Partnersuche


Ich komme eigentlich ganz gut alleine zurecht. Allein ist nicht gleich einsam. Im Alleinsein steckt auch eine gewisse Unabhängigkeit und Freiheit, die ich ich mir manchmal gerne lieber in die Haare schmieren würde, wenn nur wieder alles so wäre, wie es früher einmal war.

Auch bin ich sehr dankbar für die Menschen, die mich nach dem Tod meiner Frau aufgefangen haben, die mir beigestanden, mich unterstützt haben und es immer noch tun! Ich will sie nicht geringschätzen mit meinem Gerede von Freiheit und Unabhängigkeit und vom Alleine zurecht kommen.

Und irgendwie kommt es mir auch noch ein bisschen wie Verrat an Ela und unserer Ehe vor, wenn ich nach einer neuen Partnerin suche. Aber zum Einen würde Ela sich in ihrer Liebe zu mir ganz sicher wünschen, dass es mir gut geht und ich glücklich werde. Und zum Anderen war sie schon zu Lebzeiten großherzig genug, mich auf die Reize und Vorzüge fremder Geschlechtsgenossinnen sogar noch aufmerksam zu machen und ein Hobby, das in diese Richtung geht, nicht nur zu dulden, sondern mich in dessen Ausübung auch noch zu unterstützen, und zwar sowohl durch bloße Ermunterung, als auch durch tätige Assistenz. Schon damals fürchtete ich, sie ungewollt damit zu verletzen und zu kränken.

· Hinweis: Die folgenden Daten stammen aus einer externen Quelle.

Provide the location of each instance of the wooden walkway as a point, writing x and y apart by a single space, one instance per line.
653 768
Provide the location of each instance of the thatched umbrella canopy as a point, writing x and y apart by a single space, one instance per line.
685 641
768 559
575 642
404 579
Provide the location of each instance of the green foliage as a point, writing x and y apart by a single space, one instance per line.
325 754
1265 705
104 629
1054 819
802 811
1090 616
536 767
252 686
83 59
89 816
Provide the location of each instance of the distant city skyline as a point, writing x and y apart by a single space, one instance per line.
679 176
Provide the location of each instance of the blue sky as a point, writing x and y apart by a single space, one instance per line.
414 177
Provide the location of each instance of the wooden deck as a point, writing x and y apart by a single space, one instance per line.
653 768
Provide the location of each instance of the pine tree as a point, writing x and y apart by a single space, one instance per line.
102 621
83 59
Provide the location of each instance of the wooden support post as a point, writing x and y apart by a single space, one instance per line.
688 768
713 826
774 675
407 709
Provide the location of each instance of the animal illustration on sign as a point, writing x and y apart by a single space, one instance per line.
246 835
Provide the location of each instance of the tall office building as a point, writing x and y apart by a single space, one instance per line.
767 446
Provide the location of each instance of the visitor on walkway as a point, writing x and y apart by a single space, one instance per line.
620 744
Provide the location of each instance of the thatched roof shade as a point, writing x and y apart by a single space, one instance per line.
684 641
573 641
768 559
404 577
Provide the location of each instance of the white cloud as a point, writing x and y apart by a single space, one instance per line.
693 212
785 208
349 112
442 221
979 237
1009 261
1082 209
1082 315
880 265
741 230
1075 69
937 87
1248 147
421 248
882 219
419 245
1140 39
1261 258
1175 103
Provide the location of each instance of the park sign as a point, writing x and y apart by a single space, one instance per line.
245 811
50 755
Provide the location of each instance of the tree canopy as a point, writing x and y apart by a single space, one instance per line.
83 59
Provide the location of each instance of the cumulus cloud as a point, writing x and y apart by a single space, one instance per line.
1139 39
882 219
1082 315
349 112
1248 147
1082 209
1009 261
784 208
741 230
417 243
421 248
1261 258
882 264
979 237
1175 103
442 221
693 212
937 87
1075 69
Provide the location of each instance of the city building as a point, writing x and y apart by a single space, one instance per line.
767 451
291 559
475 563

Entgegen meinem ursprünglichen Vorsatz hat es mich nun doch auf Partnerbörsen verschlagen, wenn auch nicht auf die, die am meisten Werbung für sich machen und kostenpflichtig sind. Dazu hier ein paar Gedanken, die ich auf einer Seite auch in mein "persönliches Statement" eingearbeitet habe:

So viele fremde Gesichter, Leben und sehnsüchtige Herzen! Und ich klicke die allermeisten nahezu achtlos weg. Im Grunde sind alle es wert - und ich wünsche es ihnen - hier ihren Wunschpartner zu finden. Natürlich liegt es weder in meiner Verantwortung noch in meinen Möglichkeiten, dafür zu sorgen.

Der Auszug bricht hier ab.